The second can be fixed if Britain were to see an American alliance as valuable enough to be worth revising the Jay Treaty. Maybe if the war went somewhat worse for the Coalition, and if the construction of the original six frigates of the US Navy had hit fewer delays so the US would have had more to bring to the table as a potential ally.

The last can probably be arranged as well. Perhaps if Napoleon launched some campaign on the continent instead of the Egyptian campaign.
 
Napoleon makes peace during the War of the 6th Coalition and helps the US during the war of 1812. Then the US and France become close allies and once France gets embroiled into another war in Europe against the Coalition, the US feels obligated to help by invading Canada and maybe even sending a legion to France?
 
One idea I've kicked around is Napoleon, instead of instituting the disastrous Continental System, instead starts sending staffs of French officers to Britain's enemies in colonial theatres to train them in the new drill manner. Try to get a larger cadre of US officers the means to drill their men like Winfield Scott did for the Battle of Chippewa to make them more effective.
 
After about 1850 or so, the US would be forced to get involved if another European power tried to seize Cuba or any other strategic Spanish territories as part of a larger war.
 
does not the OTL war of 1812 meet the challenge

The standard reply is that the US and France were "cobelligerents not allies." https://books.google.com/books?id=vXzONbJ1tNsC&pg=PR12 Or as another author puts it:

"Despite a common enemy, the United States and France were not allies, nor did they coordinate war plans. Madison feared becoming another French satellite and being compelled to acquiesce in the transfer of Canada to a victorious France.143 The American invasion of Canada was not just the only way to strike at Britain, but also reflected the desire to rid North America of European interference and thus assure the United States future security." https://books.google.com/books?id=tO-QAgAAQBAJ&pg=PA81

There actually was a proposition in the House to declare war on France as well as Great Britain! It only got ten votes, however. Jefferson called it "a solecism worthy of Don Quixote only..." https://books.google.com/books?id=E_5sgeh0NzkC&pg=PA179
 
US opinion in the Franco-Prussian War was generally pro-Prussia; Bismarck's desire to unite Germany was received sympathetically by a nation that had undergone its own war for national unity a few years earlier, and remembered France's far from friendly role in that struggle. George Bancroft (US minister in Berlin) wrote in a letter to Secretary of State Hamilton Fish:

"Our foreign political interests almost always run parallel with those of Germany, and are often in direct conflict with those of France. Bismarck and the King were true to our union during our Civil War--when France took sides against us, Germany respected the independence of Mexico; the French supported the Austrian adventurer. Bismarck loves to give the United States prominence in the eyes of Europe as a balance to Great Britain. If we need the solid, trusty good will of any government in Europe, we can have it best with Germany; because German institutions and ours most nearly resemble each other, and because so many millions of Germans have become our countrymen. This war will leave Germany the most powerful state in Europe, and the most free; its friendship, is, therefore, most important to us ; and has its foundations in history and in nature. The more I learn of the present condition of France, the more deeply does the country seem to have been injured by the corrupting, wasteful and immoral government of Louis Napoleon."

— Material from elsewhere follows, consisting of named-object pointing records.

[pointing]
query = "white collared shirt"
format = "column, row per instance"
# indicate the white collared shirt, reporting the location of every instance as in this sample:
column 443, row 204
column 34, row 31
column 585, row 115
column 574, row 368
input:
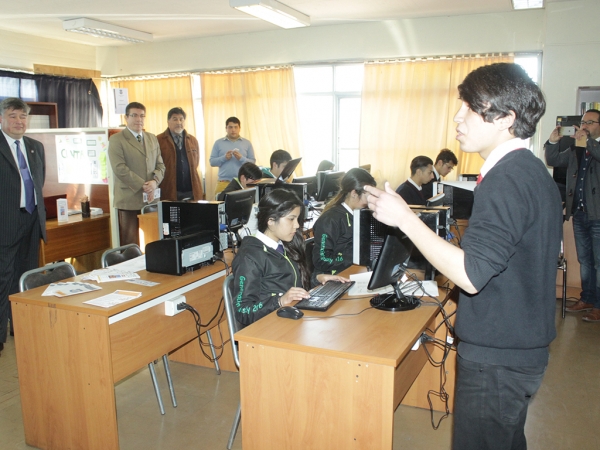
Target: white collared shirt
column 500, row 152
column 136, row 134
column 13, row 150
column 410, row 180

But AFAIK nobody in the US advocated actual US intervention in the war.
 
Ironically, the best way to do this is probably not to make the U.S stronger and more outward looking, but less powerful and able to prevent European political and economic interests from meddling in South America during the 1800's. If the major European powers are going around making a habit of extracting financial concessions, sending in long-term military and/or political interventions, backing different sides in proxy wars/civil wars ect. throughout the continent (Not just the occasional jaunt into the Caribbean to browbeat protection money out of tiny island nations), than once the US gets into a stronger stride and trying to build up her own international interests/sphere of influence she'll be sticking her nose into the established interests of said powers. This would create the conditions nessicery for political tensions, low scale political crisises, ect. that would make getting involved in a war mainly based in European events more palitable.
 
Does the Civil War expanding count? Like if the Laird Rams put France, the Confederacy, and Britain at war with the U.S. and then Russia starts things up again in the Balkans while they’re distracted. The U.S. and Russia of course make common cause and you have a European War with the U.S. as a party.
 
If the US is "weak" then you won't see much desire for the US to get involved as they are likely to get trampled. If they are as strong as OTL, nobody is going to try and cross the Atlantic to attack them so it becomes a war of choice. In 1870 the USA might root for the Prussians, however if they are losing the USA is not going to go to war with France. After 1870, the only wars basically in Europe (Boer War is a "colonial" war) are those in the Balkans and the US desire to be involved there makes Bismarck's comment look like an endorsement for involvement. When you have a European issue in the western hemisphere, like Germany/Venezuela, that could involve the USA with a European Power - a western hemisphere issue was what got the US and Spain in to a fight. Any truly European conflict, not really involving the western hemisphere, the USA simply isn't going to get involved unless they have a formal alliance - which requires a POD way back.

As it was Germany had to work pretty hard to get the USA to declare war, if they had not resumed unrestricted submarine war in 1917 even as much as the USA was leaning towards the Entente it was that last step that they would not have been taking. Loans, volunteers, good wishes OK, US boys bleeding in Europe - not without a major reason.

The Atlantic and Pacific "moats" allowed the USA until well in to the 20th century to take a hands off attitude towards truly European conflicts.